The naive attempt and the visible break

The naive instinct, once you see the redundancy, is to just shard the optimizer state and leave everything else replicated — store 1/64 of the moments on each GPU and call it done. This is ZeRO stage 1, and it works, but if you stop there you've left most of the memory on the table. Try to fit the 70B model with only stage 1:

   ZeRO-1 per GPU (N=64):
     parameters (full)      140 GB
     gradients (full)       140 GB
     optimizer state (1/64)  840/64 ≈ 13 GB
     ───────────────────────────────────
     per-GPU static         ≈ 293 GB    → still 3.7× an 80 GB card. STILL OOMs.

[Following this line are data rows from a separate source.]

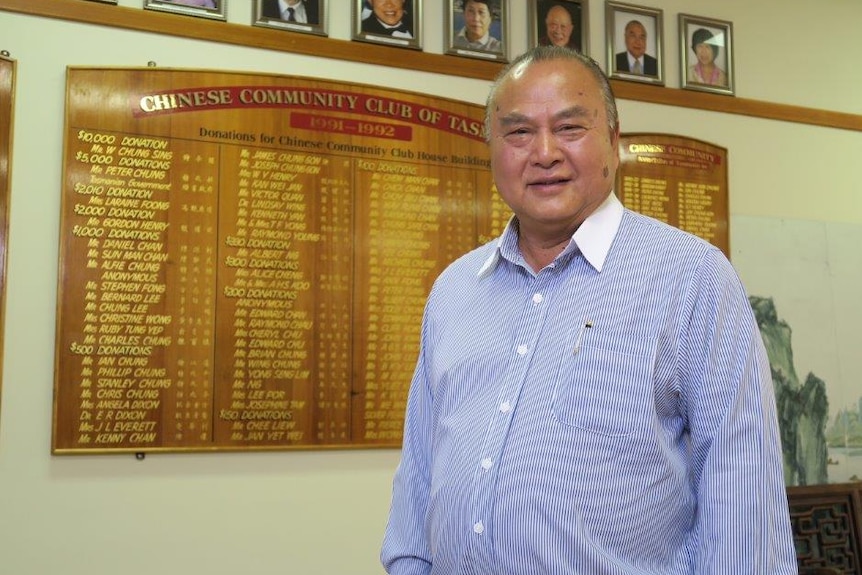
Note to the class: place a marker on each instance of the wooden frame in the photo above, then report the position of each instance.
(367, 27)
(639, 28)
(492, 46)
(199, 8)
(247, 36)
(827, 526)
(715, 38)
(554, 30)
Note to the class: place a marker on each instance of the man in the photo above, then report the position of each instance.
(300, 11)
(476, 33)
(388, 18)
(592, 395)
(635, 60)
(559, 28)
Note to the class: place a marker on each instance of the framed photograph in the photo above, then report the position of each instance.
(306, 16)
(635, 35)
(213, 9)
(476, 29)
(706, 53)
(392, 22)
(559, 22)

Stage 1 cut the 1,120 GB to 293 GB — a huge win — but the parameters (140) and gradients (140) are still fully replicated and still overflow the card. So the real problem is not "the optimizer state is too big"; it is that all three populations are replicated, and freeing only the largest one is not enough when the other two together (280 GB) still exceed the card. Which leads to the question: can we shard the gradients and the parameters too, accepting that we'll have to gather parameter shards back during forward and backward?

The three ZeRO stages — sharding more, communicating more

ZeRO comes in three stages, each sharding one more population and paying one more collective. This is the cleanest illustration in the module of the communication-vs-memory tradeoff, so walk all three with the 70B numbers.

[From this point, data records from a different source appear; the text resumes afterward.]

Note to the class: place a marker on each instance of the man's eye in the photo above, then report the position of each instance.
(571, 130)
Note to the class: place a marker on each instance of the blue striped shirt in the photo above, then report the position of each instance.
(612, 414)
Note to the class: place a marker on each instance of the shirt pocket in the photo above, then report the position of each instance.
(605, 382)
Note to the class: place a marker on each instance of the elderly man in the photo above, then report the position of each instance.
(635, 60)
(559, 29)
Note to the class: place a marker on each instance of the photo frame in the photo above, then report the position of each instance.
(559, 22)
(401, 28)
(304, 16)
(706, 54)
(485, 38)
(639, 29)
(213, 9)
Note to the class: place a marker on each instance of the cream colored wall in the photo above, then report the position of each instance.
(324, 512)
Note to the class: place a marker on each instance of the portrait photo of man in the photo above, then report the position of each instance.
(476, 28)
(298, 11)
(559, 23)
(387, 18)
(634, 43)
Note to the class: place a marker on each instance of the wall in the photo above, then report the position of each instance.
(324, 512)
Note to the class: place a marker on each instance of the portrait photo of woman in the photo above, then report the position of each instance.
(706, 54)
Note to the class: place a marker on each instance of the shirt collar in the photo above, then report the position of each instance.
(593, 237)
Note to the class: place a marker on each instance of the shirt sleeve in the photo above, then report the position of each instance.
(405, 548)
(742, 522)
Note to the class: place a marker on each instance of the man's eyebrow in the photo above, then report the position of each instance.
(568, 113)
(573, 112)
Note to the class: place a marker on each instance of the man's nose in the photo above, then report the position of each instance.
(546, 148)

   POPULATION SHARDED       per-GPU static (70B, N=64)     extra communication added
   ─────────────────────    ──────────────────────────    ───────────────────────────
   ZeRO-1  optimizer        140 + 140 + 13   = 293 GB      reduce-scatter grads at step
            state only                                      (replaces all-reduce, same cost)
   ZeRO-2  + gradients      140 +  2.2 + 13  = 155 GB      gradients reduce-scattered, not
                                                            all-reduced — each GPU keeps its shard
   ZeRO-3  + parameters     2.2 + 2.2 + 13   ≈ 17.5 GB     all-gather params before fwd AND bwd,
            (= FSDP)                                        reshard after — per-layer collective

ZeRO stage 1 — shard optimizer state. Each GPU keeps the full params and gradients but only 1/N of the optimizer moments and master weights. After the backward pass, instead of an all-reduce (which gives everyone the full averaged gradient), you do a reduce-scatter: each GPU ends up with only the averaged gradient for the parameters it owns the optimizer state for. It updates its shard, then an all-gather broadcasts the updated parameters. Communication volume is roughly the same as plain data-parallel all-reduce — stage 1 is nearly free in communication.

ZeRO stage 2 — also shard gradients. Once a GPU only updates 1/N of the parameters, it only needs to keep 1/N of the gradients. So gradients are reduce-scattered as they're produced and each GPU retains only its shard — dropping the gradient term from 140 GB to ~2.2 GB. Still no extra communication beyond stage 1's; you're just throwing away gradient shards you don't own as soon as they're reduced.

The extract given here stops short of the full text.